Site Reliability Engineer

1 week ago


London, Greater London, United Kingdom TikTok Full time £62,000 - £1,100,000 per year

Responsibilities
About The Team

The security engineering team is missioned to build security services, platforms and technologies, as well as to support cross-functional teams to protect our users, products and infrastructures. In this team you'll have a unique opportunity to have first-hand exposure to the strategy of the company in key security initiatives, especially in building scalable and secure-by-design systems and solutions. You will also have opportunities to go through the whole lifecycle of security products or services, be encouraged to participate in each phase and each part of the projects to have the whole picture of what we are working on.

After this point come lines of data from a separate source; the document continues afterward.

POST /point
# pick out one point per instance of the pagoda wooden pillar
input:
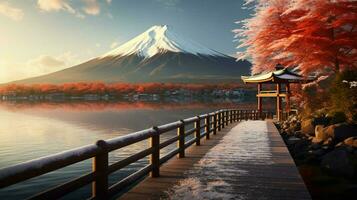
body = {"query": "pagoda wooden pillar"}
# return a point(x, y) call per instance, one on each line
point(260, 108)
point(278, 102)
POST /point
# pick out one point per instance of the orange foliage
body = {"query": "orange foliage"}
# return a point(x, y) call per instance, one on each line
point(313, 35)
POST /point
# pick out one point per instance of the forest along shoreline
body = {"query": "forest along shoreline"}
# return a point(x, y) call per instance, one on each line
point(324, 148)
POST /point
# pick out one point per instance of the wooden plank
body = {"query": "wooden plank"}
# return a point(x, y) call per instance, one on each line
point(278, 180)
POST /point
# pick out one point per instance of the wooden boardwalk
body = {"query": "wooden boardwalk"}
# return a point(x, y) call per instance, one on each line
point(237, 163)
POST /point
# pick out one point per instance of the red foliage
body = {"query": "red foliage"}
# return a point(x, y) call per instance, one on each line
point(314, 35)
point(102, 88)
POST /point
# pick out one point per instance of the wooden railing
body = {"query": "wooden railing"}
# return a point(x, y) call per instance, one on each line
point(213, 123)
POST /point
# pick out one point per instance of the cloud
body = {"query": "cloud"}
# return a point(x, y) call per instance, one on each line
point(91, 7)
point(55, 5)
point(46, 61)
point(11, 70)
point(11, 12)
point(169, 3)
point(113, 45)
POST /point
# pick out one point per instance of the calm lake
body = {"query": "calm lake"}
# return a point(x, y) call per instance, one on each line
point(33, 130)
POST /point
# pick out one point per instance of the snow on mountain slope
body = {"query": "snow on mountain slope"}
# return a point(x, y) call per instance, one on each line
point(160, 39)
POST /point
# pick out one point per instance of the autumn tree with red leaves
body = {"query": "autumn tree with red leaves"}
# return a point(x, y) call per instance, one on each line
point(316, 36)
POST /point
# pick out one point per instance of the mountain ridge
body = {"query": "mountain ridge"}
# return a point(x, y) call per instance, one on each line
point(160, 57)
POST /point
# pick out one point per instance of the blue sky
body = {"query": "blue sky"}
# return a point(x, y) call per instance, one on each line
point(42, 36)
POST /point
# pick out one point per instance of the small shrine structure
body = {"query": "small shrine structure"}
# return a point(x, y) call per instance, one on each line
point(281, 77)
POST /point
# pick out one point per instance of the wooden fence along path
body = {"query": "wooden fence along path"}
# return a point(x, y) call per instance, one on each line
point(204, 126)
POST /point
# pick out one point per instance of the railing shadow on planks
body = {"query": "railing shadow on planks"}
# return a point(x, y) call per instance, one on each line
point(213, 123)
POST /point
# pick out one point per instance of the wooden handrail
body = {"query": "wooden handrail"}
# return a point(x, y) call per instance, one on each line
point(213, 123)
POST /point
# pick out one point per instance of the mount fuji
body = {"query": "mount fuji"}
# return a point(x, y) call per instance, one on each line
point(156, 55)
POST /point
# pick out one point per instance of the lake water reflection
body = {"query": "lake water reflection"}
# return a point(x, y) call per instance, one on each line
point(33, 130)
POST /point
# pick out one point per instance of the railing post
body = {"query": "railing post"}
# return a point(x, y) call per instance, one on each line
point(231, 116)
point(198, 131)
point(100, 167)
point(219, 115)
point(155, 155)
point(223, 119)
point(227, 117)
point(181, 140)
point(215, 116)
point(208, 128)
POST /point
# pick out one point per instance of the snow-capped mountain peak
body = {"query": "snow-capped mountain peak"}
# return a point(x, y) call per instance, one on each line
point(160, 39)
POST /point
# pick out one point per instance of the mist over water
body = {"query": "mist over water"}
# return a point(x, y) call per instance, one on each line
point(33, 130)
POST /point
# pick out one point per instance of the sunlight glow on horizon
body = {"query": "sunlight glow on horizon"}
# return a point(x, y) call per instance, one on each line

We count on our site reliability engineers (SREs) to empower our users with high availability and stellar performance level to pursue their missions from security perspective. As we expand our business, we are currently seeking experienced SRE to deliver insights from massive-scale security systems in real time. You will not only address those regular day-to-day technical problems but also are encouraged to bring fresh ideas, investigate the existing infrastructure, identify problems, and develop new solutions to those challenges of a kind not previously addressed by big tech. We are moving fast while expanding on a large scale (1B+ users). This role assumes a huge impact and plays a key role in the company's business.

Responsibilities

  • Lead or drive an SRE team to design and implement the security SRE framework for the company's security infrastructure, and build cutting-edge SRE technologies for system deployment, upgrade, capacity planning and rapid troubleshooting and disaster recovery.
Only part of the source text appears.